Pillow sprays, ‘sleep tea’ and mindfulness are being sold as the answers to getting a better night’s sleep.
But poor sleepers should be careful, as these “sleep hygiene” solutions are likely to make their problem worse, an expert has warned.
People who become overly obsessed with their bedroom routine — tricks like chamomile tea, pillow spray, a bedtime bath, blackout curtains and yoga — can become too “vigilant” about sleep, according to the insomnia expert Kathryn Pinkham, a former NHS psychologist.
It might be best to try a technique of ‘retraining’ your body clock by spending less time awake in bed and going to bed later, to increase your body’s ‘appetite’ for sleep.
Speaking at the Midlife Live Postcards event in London, Ms Pinkham said: “Most people who come to me have tried everything, those will be their words, bought everything, changed everything, read everything, and still they are not sleeping well.

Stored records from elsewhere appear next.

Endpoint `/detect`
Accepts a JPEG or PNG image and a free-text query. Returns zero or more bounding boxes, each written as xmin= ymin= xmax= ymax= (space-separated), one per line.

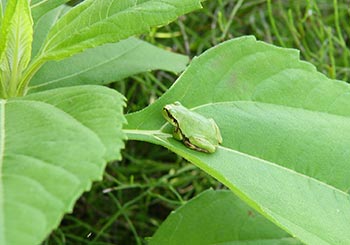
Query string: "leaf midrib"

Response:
xmin=0 ymin=100 xmax=6 ymax=244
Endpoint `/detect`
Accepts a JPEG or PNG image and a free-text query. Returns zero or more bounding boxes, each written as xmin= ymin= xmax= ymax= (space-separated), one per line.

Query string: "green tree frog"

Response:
xmin=163 ymin=101 xmax=222 ymax=153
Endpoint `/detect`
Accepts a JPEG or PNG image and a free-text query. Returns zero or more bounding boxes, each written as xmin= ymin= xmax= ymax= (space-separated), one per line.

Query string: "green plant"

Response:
xmin=0 ymin=0 xmax=200 ymax=244
xmin=0 ymin=0 xmax=350 ymax=244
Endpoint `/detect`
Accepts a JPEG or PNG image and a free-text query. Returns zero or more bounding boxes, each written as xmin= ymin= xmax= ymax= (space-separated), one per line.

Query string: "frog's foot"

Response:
xmin=184 ymin=136 xmax=216 ymax=153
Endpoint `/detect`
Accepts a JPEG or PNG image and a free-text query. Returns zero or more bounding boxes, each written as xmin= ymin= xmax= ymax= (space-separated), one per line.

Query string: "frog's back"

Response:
xmin=179 ymin=112 xmax=216 ymax=144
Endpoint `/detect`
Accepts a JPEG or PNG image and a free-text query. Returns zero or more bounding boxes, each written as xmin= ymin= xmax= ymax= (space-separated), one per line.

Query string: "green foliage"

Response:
xmin=29 ymin=38 xmax=188 ymax=93
xmin=0 ymin=0 xmax=200 ymax=244
xmin=0 ymin=0 xmax=33 ymax=98
xmin=0 ymin=0 xmax=350 ymax=244
xmin=149 ymin=190 xmax=301 ymax=245
xmin=126 ymin=37 xmax=350 ymax=244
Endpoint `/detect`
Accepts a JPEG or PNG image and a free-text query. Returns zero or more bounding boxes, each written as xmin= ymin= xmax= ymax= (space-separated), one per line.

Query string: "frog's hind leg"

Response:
xmin=173 ymin=128 xmax=183 ymax=140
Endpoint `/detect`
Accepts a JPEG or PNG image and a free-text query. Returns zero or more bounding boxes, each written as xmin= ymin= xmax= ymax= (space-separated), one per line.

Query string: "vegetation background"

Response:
xmin=43 ymin=0 xmax=350 ymax=245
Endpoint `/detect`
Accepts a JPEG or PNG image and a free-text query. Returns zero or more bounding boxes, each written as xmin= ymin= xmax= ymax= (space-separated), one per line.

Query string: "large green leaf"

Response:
xmin=149 ymin=190 xmax=301 ymax=245
xmin=0 ymin=0 xmax=33 ymax=98
xmin=34 ymin=0 xmax=201 ymax=60
xmin=29 ymin=38 xmax=188 ymax=93
xmin=0 ymin=86 xmax=125 ymax=244
xmin=30 ymin=0 xmax=69 ymax=22
xmin=126 ymin=37 xmax=350 ymax=244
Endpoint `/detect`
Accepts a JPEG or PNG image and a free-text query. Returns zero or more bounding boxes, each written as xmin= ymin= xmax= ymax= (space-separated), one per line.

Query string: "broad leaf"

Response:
xmin=126 ymin=37 xmax=350 ymax=244
xmin=149 ymin=190 xmax=301 ymax=245
xmin=32 ymin=5 xmax=67 ymax=57
xmin=0 ymin=0 xmax=33 ymax=98
xmin=29 ymin=38 xmax=188 ymax=93
xmin=30 ymin=0 xmax=69 ymax=22
xmin=35 ymin=0 xmax=200 ymax=60
xmin=0 ymin=86 xmax=124 ymax=244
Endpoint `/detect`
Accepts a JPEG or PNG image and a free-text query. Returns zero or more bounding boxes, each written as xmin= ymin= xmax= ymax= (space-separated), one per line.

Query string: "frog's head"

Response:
xmin=162 ymin=101 xmax=183 ymax=127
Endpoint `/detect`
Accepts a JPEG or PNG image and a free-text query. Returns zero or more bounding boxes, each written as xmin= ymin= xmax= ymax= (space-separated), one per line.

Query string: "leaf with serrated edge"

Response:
xmin=0 ymin=0 xmax=33 ymax=98
xmin=39 ymin=0 xmax=201 ymax=60
xmin=30 ymin=0 xmax=69 ymax=22
xmin=0 ymin=86 xmax=125 ymax=244
xmin=125 ymin=37 xmax=350 ymax=244
xmin=29 ymin=38 xmax=188 ymax=93
xmin=148 ymin=190 xmax=301 ymax=245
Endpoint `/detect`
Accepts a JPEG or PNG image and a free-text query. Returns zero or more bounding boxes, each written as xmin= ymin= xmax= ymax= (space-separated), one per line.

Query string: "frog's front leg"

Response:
xmin=188 ymin=135 xmax=216 ymax=153
xmin=209 ymin=118 xmax=222 ymax=144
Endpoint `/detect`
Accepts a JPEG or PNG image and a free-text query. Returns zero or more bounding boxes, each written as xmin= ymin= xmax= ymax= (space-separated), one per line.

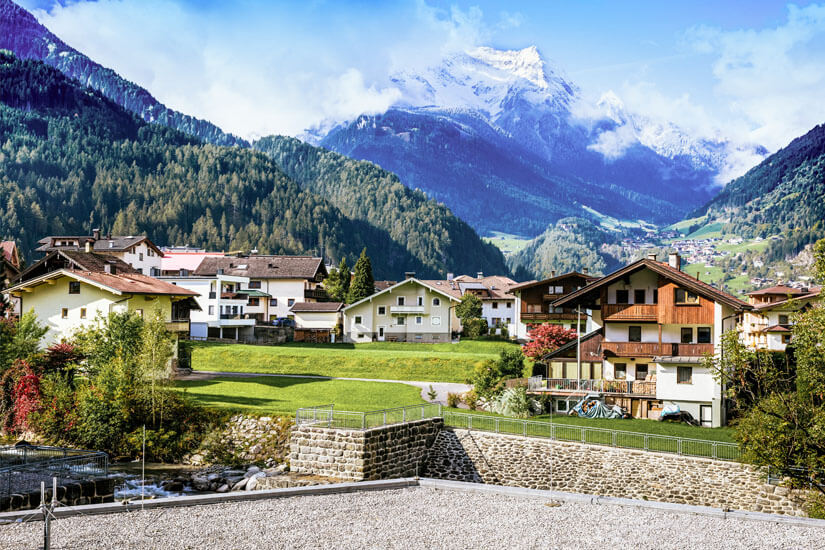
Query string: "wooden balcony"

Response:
xmin=602 ymin=304 xmax=659 ymax=323
xmin=602 ymin=342 xmax=713 ymax=357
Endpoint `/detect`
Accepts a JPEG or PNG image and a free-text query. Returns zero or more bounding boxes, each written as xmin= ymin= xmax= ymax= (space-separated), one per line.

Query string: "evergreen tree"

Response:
xmin=347 ymin=248 xmax=375 ymax=304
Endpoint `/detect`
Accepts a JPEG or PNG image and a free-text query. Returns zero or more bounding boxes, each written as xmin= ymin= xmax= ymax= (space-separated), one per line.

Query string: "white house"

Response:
xmin=343 ymin=277 xmax=461 ymax=343
xmin=35 ymin=229 xmax=163 ymax=276
xmin=3 ymin=250 xmax=197 ymax=345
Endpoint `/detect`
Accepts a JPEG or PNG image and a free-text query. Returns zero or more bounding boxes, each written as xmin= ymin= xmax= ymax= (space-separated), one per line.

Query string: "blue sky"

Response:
xmin=21 ymin=0 xmax=825 ymax=153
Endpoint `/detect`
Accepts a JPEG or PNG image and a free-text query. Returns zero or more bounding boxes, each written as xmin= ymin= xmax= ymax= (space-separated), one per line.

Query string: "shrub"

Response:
xmin=492 ymin=386 xmax=532 ymax=418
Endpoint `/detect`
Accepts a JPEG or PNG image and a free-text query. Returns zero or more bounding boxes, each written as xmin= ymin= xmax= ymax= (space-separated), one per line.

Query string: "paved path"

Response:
xmin=187 ymin=370 xmax=472 ymax=405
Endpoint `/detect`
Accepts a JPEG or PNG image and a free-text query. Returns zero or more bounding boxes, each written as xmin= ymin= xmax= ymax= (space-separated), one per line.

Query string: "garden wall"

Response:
xmin=290 ymin=418 xmax=444 ymax=481
xmin=423 ymin=429 xmax=805 ymax=516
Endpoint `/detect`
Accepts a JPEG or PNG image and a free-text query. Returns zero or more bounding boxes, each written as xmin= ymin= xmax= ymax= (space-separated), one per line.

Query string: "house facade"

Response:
xmin=531 ymin=254 xmax=752 ymax=426
xmin=742 ymin=285 xmax=822 ymax=352
xmin=4 ymin=250 xmax=197 ymax=345
xmin=35 ymin=229 xmax=163 ymax=277
xmin=510 ymin=271 xmax=598 ymax=341
xmin=192 ymin=254 xmax=328 ymax=324
xmin=343 ymin=277 xmax=461 ymax=343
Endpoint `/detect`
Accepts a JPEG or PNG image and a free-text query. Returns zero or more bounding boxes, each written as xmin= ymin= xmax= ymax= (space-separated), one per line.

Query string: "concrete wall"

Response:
xmin=290 ymin=418 xmax=444 ymax=481
xmin=424 ymin=429 xmax=804 ymax=515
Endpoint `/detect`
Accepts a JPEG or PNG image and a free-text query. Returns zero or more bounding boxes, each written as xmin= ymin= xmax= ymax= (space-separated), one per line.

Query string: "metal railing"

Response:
xmin=444 ymin=411 xmax=740 ymax=461
xmin=527 ymin=376 xmax=656 ymax=395
xmin=0 ymin=445 xmax=109 ymax=496
xmin=295 ymin=403 xmax=740 ymax=461
xmin=295 ymin=403 xmax=443 ymax=430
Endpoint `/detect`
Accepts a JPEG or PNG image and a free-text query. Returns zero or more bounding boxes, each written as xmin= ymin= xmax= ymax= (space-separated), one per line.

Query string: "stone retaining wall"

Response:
xmin=0 ymin=478 xmax=115 ymax=512
xmin=290 ymin=418 xmax=444 ymax=481
xmin=423 ymin=429 xmax=805 ymax=516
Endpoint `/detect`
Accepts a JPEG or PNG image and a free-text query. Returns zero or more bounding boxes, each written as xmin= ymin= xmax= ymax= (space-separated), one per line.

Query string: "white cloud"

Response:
xmin=24 ymin=0 xmax=502 ymax=137
xmin=686 ymin=5 xmax=825 ymax=151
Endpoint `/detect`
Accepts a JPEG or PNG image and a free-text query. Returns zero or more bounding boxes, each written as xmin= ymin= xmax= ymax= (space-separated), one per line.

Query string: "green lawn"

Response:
xmin=192 ymin=341 xmax=516 ymax=382
xmin=177 ymin=376 xmax=425 ymax=416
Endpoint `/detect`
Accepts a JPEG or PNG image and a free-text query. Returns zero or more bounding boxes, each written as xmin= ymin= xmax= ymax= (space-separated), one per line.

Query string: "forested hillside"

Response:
xmin=0 ymin=52 xmax=447 ymax=278
xmin=694 ymin=125 xmax=825 ymax=262
xmin=253 ymin=136 xmax=508 ymax=280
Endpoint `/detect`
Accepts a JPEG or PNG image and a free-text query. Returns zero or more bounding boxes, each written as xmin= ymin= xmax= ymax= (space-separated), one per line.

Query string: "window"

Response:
xmin=675 ymin=288 xmax=699 ymax=304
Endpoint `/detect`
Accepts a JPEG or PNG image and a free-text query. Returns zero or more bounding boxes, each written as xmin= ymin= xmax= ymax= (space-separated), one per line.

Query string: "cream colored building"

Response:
xmin=343 ymin=277 xmax=461 ymax=342
xmin=4 ymin=251 xmax=197 ymax=346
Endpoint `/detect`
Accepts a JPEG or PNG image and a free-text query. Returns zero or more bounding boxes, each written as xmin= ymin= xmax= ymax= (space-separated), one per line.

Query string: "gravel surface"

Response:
xmin=0 ymin=488 xmax=825 ymax=550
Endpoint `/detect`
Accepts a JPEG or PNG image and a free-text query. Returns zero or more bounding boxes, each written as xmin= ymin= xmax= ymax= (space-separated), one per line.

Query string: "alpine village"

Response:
xmin=0 ymin=0 xmax=825 ymax=548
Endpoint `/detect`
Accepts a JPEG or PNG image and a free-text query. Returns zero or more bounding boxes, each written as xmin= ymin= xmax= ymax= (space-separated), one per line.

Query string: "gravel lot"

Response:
xmin=0 ymin=488 xmax=825 ymax=550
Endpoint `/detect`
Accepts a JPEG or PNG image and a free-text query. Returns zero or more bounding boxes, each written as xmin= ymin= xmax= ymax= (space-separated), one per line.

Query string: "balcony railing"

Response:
xmin=602 ymin=342 xmax=713 ymax=357
xmin=528 ymin=376 xmax=656 ymax=396
xmin=390 ymin=306 xmax=424 ymax=313
xmin=602 ymin=304 xmax=659 ymax=322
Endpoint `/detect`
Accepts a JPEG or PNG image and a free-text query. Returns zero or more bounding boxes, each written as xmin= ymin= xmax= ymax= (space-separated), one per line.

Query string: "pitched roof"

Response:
xmin=510 ymin=271 xmax=599 ymax=290
xmin=35 ymin=235 xmax=163 ymax=256
xmin=289 ymin=302 xmax=344 ymax=313
xmin=553 ymin=258 xmax=753 ymax=310
xmin=8 ymin=250 xmax=198 ymax=296
xmin=194 ymin=255 xmax=327 ymax=280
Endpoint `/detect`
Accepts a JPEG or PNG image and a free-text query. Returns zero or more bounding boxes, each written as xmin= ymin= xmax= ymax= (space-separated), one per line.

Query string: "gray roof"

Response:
xmin=194 ymin=255 xmax=327 ymax=281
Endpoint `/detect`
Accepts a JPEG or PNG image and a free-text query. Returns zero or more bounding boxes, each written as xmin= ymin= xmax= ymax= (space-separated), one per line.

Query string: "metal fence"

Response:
xmin=295 ymin=403 xmax=442 ymax=430
xmin=295 ymin=403 xmax=740 ymax=461
xmin=0 ymin=445 xmax=109 ymax=496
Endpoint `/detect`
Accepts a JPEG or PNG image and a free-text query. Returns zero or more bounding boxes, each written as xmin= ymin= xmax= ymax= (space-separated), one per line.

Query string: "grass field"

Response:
xmin=192 ymin=341 xmax=516 ymax=383
xmin=177 ymin=376 xmax=425 ymax=416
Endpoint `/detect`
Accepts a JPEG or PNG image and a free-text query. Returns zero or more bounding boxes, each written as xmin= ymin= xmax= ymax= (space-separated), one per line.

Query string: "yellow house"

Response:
xmin=4 ymin=250 xmax=197 ymax=346
xmin=344 ymin=277 xmax=461 ymax=342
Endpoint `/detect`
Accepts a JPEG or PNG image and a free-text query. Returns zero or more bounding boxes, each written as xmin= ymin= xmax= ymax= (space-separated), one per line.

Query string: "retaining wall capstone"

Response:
xmin=424 ymin=429 xmax=805 ymax=516
xmin=290 ymin=418 xmax=444 ymax=481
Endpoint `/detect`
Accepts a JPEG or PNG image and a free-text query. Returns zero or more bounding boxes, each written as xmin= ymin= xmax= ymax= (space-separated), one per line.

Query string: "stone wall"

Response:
xmin=290 ymin=418 xmax=444 ymax=481
xmin=423 ymin=429 xmax=805 ymax=515
xmin=0 ymin=478 xmax=115 ymax=512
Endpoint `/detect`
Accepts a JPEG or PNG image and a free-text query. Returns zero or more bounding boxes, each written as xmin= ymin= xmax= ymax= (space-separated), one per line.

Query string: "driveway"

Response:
xmin=184 ymin=370 xmax=472 ymax=407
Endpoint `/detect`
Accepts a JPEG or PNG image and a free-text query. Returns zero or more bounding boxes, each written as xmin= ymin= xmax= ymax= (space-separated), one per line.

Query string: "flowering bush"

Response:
xmin=521 ymin=324 xmax=577 ymax=360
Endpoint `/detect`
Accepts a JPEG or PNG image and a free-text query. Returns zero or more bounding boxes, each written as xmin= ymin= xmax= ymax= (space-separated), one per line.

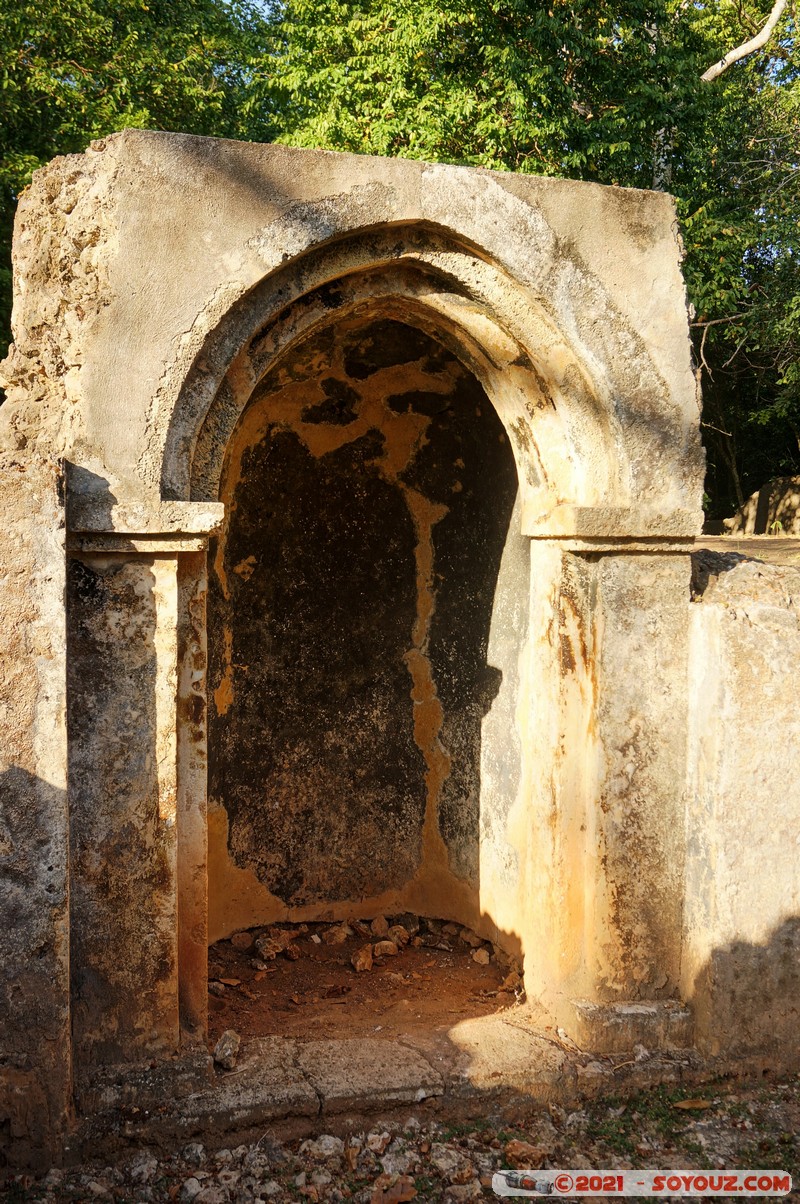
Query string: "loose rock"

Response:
xmin=213 ymin=1028 xmax=242 ymax=1070
xmin=502 ymin=1140 xmax=547 ymax=1170
xmin=322 ymin=923 xmax=353 ymax=945
xmin=351 ymin=945 xmax=372 ymax=974
xmin=230 ymin=932 xmax=254 ymax=954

(File Image) People who fixate too much on their bedroom routine can become too ‘vigilant’ about sleep, according to insomnia expert Kathryn Pinkham
“If you think about the formula where sleep problems come from, really, the more you do to try to improve it, the worse it will be, because you’re trying too hard.
‘Sleep hygiene is things like giving up caffeine, turning down the blinds, giving up alcohol.
“None of that is bad advice, but it’s not a cure for sleep deprivation.”
She added: “You have this long relaxation routine where ‘I have to take a shower, I have to do my yoga hour, I have to have a sleepy tea and I’m going to listen to my attention.
“Actually, all you’re doing there is creating a really long (until) routine not to sleep.”
The sleep expert, founder of The Insomnia Clinic, advises against using digital sleep monitors if they feel anxious about not getting a good night’s sleep, as this is just another example of sleep “micromanaging.”
Describing how people often respond to a few nights of bad sleep, he said: “We googled it.” The first thing we would probably do would be to go to bed earlier, maybe we would buy a sleeping tea, maybe we would buy a spray for our pillow.
On the effect of this approach to sleep, he added: “We go from having a sleep pattern that works, a body clock that knows what to do, to just really being aware of something that we can’t really interfere with.” much or worse it gets.’
People need to change their relationship with the bed, so they don’t lie there for hours if they can’t sleep, according to the expert.
(File Image) The sleep expert also advises people who are trying not to worry about their nighttime anxieties to set aside time to think about them and maybe write them down.
Most people wake up at 2 am or 3 am, and it’s not clear why these times are so common, but the advice for people frustrated and anxious to wake up is to get out of the room, perhaps to read. a book or watch television, before returning. when they feel tired again.
Ms Pinkham said: “Instead of lying in bed desperately trying to calm down and feeling so hurt and stressed, just forget about it.”
Give up the battle, get out of bed, do something else.
Rather than having people who don’t sleep well go to bed earlier, the Insomnia Clinic advises that they try increasing their “sleep drive” (the desire for sleep that builds during the day) by using mild sleep deprivation. in the short term it should reset your biological clock.
Ms Pinkham said: “An example of sleep scheduling would be, if someone goes to bed at 10, they get out of bed at 6 for school and work, but within that period, they only They sleep six hours.” – maybe even broken too, maybe not in one fell swoop – what I would be saying is that you can only sleep for six hours right now.
“So the two hours you’re in bed is the problem, that’s the insomnia.
‘So what I’m going to suggest is that you can only sleep for six hours right now, so instead we’re going to shorten your sleep window to six hours.
‘So, for example, you’re not going to bed at midnight, and you’re going to set your alarm for six.
“So now when you get out of bed at six, you have these two extra hours to create a much bigger sleep boost.”
The theory is that people can train their biological clock like we do with young children who don’t have a sleep pattern until they learn it.
And instead of going without sleep in bed, people can use the extra time before bed at night, short-term, to move on their to-do list or spend more time on a hobby.
The sleep expert also advises people who are trying not to worry about their anxieties at night to set aside time to think about them—and maybe write them down—during the day.
She says people need to be realistic about not getting a perfect night’s sleep.
And they shouldn’t overcomplicate things with sleep hygiene techniques, and Ms Pinkham concludes: “If you don’t really enjoy yoga before bed, but do it for sleep, let’s not bother doing it anymore.”
‘If you really don’t like chamomile tea, let’s get rid of it.
“A lot of this is about wiping the slate clean.”